LEXINGTON, Ky. (AP) -- On a stage befitting a rock star, John Calipari got his first taste of a packed house at Rupp Arena on Friday night and promised to return Kentucky basketball to "its rightful place at the top of the mountain."
The new Wildcats coach made his entrance around 8:40 p.m. to chants of "Go Big Blue" during the program's preseason pep rally, Big Blue Madness. Then he spent the next 15 minutes delivering a rousing speech to a crowd that needed little convincing.
"I see the foundation for my vision of this program," said Calipari, at points yelling so loud that his voice seemed to crack. "It's a vision where we are the gold standard, not just for college basketball but for all college athletics."
Smoke and pyrotechnics filled the air as Calipari -- decked in a gray shirt, not blue -- strolled across a huge stage erected at one end of the arena, flanked by three enormous video boards and surrounded by screaming fans.
Calipari's first words to the sellout crowd: "All I can say, you all are awesome."
Before his arrival, the players were introduced one by one -- standing on a catwalk above the center video screen as their names were called.
A stirring video montage showed film clips -- many of them black and white -- of the great moments in the history of Kentucky basketball, which has won seven national titles and has more victories than any program. Among the words on the screen during the montage: "Envy our past. Fear our future."
"I'm excited, I'm humbled and I'm honored to be your coach," Calipari said. "Tonight we turn the page from anticipation to preparation."

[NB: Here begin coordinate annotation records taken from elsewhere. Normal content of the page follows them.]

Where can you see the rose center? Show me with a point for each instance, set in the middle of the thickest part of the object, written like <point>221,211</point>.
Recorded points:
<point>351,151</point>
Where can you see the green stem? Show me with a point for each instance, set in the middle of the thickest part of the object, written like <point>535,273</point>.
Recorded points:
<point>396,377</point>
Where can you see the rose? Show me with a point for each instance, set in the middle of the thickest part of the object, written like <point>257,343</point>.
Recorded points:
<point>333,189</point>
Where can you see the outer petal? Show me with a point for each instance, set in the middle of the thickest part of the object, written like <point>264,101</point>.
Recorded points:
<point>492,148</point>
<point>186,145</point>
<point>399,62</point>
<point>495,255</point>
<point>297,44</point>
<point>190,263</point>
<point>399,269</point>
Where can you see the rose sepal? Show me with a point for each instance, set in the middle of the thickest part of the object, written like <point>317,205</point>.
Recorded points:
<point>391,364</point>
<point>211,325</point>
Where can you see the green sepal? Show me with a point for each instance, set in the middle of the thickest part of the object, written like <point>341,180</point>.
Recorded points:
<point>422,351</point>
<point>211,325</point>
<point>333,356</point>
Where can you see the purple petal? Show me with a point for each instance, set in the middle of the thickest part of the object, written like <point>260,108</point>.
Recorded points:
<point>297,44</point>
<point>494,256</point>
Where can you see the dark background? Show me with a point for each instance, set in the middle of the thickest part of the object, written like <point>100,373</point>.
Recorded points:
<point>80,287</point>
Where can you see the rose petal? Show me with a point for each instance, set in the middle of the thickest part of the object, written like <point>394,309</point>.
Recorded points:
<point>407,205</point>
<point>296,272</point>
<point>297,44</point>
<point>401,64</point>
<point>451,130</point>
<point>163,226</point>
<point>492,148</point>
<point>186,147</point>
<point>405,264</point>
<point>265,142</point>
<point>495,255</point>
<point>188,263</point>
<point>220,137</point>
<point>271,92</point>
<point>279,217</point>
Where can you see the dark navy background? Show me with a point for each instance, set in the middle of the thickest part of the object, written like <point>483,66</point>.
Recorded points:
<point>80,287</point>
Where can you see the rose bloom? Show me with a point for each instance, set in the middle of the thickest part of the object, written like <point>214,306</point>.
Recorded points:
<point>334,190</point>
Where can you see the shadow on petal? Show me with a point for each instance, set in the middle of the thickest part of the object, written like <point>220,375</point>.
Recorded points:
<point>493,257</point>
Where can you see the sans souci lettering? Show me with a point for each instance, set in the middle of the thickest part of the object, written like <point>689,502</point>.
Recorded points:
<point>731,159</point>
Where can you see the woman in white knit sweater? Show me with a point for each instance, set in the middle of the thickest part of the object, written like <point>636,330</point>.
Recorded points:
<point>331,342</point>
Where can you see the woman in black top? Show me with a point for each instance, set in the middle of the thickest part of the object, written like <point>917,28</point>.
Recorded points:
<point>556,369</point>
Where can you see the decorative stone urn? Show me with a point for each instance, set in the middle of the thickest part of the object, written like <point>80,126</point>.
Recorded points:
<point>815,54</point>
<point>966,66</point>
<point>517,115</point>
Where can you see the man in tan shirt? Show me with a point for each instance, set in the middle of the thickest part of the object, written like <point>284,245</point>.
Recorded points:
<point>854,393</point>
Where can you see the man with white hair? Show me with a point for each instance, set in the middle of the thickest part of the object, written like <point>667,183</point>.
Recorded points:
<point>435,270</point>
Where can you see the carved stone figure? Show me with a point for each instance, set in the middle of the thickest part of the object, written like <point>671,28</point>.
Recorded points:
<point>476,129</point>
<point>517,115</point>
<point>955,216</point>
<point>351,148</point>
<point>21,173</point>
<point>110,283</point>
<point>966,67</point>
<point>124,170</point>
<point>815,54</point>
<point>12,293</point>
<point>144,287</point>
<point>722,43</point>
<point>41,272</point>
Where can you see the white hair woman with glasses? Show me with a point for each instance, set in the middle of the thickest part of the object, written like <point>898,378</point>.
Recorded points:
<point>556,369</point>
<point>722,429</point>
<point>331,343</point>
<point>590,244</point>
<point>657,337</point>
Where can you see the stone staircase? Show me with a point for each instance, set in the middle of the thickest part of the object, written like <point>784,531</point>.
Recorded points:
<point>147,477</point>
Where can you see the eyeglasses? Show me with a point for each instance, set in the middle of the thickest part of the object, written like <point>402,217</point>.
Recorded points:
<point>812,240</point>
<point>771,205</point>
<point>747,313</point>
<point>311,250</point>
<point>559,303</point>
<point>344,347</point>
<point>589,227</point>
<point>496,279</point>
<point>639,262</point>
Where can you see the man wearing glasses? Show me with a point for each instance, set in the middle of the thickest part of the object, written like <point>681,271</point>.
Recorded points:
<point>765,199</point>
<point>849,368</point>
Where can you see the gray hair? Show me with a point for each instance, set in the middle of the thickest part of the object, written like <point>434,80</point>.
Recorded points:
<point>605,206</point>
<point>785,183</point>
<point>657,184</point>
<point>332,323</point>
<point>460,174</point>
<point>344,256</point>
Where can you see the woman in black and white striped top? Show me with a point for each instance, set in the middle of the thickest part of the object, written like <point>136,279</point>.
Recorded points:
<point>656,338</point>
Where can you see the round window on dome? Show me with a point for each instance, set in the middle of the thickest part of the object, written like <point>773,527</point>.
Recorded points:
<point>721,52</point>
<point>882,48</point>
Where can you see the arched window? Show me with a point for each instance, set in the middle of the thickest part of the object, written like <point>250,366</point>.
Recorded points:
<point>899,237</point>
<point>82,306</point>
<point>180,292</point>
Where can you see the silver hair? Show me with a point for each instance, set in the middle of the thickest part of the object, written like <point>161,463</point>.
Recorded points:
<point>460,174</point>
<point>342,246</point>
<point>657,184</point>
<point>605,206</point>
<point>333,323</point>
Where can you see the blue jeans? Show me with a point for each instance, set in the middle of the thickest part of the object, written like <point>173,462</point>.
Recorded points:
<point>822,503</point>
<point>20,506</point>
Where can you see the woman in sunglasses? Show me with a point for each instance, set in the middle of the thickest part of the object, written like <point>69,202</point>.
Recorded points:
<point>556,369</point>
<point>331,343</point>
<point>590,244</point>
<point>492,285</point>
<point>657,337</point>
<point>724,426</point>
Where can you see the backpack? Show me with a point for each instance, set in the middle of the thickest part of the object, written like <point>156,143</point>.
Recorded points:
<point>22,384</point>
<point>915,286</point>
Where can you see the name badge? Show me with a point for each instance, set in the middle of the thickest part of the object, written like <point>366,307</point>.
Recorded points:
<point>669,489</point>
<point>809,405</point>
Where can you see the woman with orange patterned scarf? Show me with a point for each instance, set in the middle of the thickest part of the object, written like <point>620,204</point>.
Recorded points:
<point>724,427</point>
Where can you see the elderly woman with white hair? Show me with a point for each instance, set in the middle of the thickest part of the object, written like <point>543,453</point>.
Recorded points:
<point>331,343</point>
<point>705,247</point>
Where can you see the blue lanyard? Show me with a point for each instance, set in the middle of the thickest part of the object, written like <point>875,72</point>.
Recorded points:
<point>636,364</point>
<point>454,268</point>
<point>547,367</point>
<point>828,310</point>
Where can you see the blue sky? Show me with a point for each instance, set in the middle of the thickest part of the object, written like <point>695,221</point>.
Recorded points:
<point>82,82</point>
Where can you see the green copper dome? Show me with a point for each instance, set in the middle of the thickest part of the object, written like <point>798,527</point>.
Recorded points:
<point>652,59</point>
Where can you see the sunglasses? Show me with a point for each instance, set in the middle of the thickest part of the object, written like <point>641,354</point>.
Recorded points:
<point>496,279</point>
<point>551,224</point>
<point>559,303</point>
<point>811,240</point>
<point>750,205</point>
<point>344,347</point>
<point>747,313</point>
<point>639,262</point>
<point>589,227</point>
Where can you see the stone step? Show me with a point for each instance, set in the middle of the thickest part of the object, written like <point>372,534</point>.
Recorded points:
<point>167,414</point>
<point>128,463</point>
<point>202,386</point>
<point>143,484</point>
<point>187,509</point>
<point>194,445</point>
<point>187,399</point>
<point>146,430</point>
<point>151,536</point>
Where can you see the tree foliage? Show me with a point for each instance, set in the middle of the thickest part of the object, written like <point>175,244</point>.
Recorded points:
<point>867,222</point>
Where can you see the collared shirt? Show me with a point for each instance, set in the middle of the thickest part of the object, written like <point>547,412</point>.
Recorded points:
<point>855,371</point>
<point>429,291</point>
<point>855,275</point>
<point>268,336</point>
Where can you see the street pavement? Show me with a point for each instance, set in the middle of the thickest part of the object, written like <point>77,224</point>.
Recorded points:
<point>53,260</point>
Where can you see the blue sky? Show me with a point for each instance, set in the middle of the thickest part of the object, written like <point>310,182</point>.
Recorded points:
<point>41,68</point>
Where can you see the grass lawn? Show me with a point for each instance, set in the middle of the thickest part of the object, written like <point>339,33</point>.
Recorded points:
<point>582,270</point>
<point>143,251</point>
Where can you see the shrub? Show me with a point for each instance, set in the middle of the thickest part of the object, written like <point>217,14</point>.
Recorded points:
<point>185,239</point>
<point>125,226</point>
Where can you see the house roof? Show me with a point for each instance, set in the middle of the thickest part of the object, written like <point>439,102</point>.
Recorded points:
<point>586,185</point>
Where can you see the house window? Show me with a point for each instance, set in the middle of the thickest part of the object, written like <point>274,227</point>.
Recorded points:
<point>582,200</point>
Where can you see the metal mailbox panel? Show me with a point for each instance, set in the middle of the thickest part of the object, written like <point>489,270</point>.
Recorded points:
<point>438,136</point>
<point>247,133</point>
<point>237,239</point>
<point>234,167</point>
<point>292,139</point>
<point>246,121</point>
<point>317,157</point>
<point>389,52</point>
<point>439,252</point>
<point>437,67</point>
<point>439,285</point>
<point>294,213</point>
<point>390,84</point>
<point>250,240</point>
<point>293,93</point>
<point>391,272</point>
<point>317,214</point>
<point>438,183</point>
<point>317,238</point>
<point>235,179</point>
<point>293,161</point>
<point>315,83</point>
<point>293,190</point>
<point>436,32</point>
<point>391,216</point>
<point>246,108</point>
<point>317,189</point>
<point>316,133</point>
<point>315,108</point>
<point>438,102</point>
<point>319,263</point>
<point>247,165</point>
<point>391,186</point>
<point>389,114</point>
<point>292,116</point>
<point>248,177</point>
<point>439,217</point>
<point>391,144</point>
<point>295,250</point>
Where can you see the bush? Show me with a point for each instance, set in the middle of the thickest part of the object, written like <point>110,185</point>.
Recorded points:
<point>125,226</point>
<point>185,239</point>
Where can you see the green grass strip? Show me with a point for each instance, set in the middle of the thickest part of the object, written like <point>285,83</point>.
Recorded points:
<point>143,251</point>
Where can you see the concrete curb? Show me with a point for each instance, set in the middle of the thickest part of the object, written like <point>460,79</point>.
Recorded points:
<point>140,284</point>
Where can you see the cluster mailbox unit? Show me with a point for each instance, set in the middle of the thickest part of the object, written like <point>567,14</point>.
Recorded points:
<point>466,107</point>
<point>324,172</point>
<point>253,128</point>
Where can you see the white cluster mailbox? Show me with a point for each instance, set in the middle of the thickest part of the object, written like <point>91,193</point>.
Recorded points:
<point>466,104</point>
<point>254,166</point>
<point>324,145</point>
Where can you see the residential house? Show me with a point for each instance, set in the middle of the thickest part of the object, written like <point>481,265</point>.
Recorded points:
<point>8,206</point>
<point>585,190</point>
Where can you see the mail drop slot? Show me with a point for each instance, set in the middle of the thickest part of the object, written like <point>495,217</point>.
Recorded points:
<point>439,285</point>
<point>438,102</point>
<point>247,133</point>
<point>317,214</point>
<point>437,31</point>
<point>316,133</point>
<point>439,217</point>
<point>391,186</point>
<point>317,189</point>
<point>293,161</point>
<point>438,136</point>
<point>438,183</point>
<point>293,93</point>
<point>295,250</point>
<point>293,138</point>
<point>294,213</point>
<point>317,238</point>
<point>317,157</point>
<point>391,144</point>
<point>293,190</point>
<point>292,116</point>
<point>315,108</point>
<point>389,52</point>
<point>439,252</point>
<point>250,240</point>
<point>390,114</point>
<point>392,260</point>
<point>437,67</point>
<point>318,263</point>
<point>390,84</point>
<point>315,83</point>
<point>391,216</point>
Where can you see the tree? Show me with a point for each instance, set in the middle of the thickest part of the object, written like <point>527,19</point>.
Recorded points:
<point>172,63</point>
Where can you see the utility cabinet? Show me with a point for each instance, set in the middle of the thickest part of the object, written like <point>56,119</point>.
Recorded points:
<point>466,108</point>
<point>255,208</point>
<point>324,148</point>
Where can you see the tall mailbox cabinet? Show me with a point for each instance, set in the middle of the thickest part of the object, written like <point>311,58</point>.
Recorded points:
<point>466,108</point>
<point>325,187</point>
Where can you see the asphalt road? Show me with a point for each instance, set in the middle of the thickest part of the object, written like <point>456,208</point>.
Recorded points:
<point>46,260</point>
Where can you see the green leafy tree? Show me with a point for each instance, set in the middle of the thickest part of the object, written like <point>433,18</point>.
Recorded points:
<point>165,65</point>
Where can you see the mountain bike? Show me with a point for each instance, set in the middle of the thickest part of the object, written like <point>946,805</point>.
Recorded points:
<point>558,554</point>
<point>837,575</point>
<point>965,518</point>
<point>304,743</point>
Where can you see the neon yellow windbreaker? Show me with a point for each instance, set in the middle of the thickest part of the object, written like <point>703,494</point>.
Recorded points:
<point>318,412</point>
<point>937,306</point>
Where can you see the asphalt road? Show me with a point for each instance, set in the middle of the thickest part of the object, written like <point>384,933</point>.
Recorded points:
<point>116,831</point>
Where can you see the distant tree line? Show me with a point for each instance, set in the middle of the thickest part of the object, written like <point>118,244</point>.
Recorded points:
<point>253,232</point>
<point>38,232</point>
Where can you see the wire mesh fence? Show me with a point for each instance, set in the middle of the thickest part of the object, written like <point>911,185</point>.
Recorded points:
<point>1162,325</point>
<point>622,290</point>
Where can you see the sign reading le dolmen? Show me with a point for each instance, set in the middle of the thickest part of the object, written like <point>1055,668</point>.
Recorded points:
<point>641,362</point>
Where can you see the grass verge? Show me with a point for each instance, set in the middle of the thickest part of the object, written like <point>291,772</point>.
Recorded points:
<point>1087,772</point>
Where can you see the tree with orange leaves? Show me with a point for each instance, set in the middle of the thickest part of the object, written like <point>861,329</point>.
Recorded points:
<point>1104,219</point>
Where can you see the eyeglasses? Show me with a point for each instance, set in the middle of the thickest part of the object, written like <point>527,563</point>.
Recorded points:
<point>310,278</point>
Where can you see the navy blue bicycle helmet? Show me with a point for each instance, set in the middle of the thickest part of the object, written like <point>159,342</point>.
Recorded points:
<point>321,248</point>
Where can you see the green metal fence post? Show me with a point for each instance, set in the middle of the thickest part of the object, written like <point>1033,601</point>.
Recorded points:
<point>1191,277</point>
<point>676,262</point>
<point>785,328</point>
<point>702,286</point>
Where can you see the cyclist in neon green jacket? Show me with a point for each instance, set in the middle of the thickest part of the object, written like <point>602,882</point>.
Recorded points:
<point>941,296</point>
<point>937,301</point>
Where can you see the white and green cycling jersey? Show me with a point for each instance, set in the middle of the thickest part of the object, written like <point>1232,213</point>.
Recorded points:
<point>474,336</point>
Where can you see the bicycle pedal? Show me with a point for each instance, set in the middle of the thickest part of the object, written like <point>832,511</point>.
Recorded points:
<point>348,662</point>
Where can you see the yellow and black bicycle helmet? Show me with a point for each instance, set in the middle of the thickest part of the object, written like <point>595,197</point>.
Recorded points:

After the players lined up to show off their best dunks, they split into teams for the customary scrimmage, which all-Southeastern Conference center Patrick Patterson started with three baskets -- including two dunks.
On display, at least partially, was Calipari's patented dribble drive, which he called "basketball's most exciting offense."
It was also the fans' opportunity to get their first glimpse on the Rupp Arena court of a star-studded freshman class, headlined by John Wall, DeMarcus Cousins and Eric Bledsoe.
"If I have the choice between experience and talent, I'm taking talent every time," Calipari said.
Wall showed off the athleticism that has some proclaiming him as a national player of the year candidate. During one drive, he sped past two defenders near the free throw line, then went airborne, finishing with a backward dunk.
Although offense was intended to be the star of the show, defense was largely nonexistent. At one point, Calipari interrupted the scrimmage by taking the microphone and pointing out this shortcoming.
"Folks, I hope you're enjoying this, but do you see how far we have to go?" Calipari said. "All right, just so everybody understands it."
Among those who made an appearance over the course of the evening were country star Eddie Montgomery and former Kentucky great Tayshaun Prince. Calipari asked if actress Ashley Judd was in attendance, but that wasn't immediately clear.
Big Blue Madness went more than an hour before the men's team was introduced, starting with a fan nailing a long 3-pointer to win a home theater system.
Before the UK women scrimmaged, coach Matthew Mitchell acknowledged he knew who the star of the evening was, humorously urging the crowd to support Calipari because he is "a little shy."
Calipari replaced the fired Billy Gillispie six months ago after two tumultuous years, including last season when the Wildcats failed to even reach the NCAA tournament.
The crowd cheered loudly and often for the new team leader, and the coach gratefully basked in it.
"I want to thank the Big Blue nation for your warming and hospitality," he said. "You all have made us feel like we've been in the Commonwealth forever."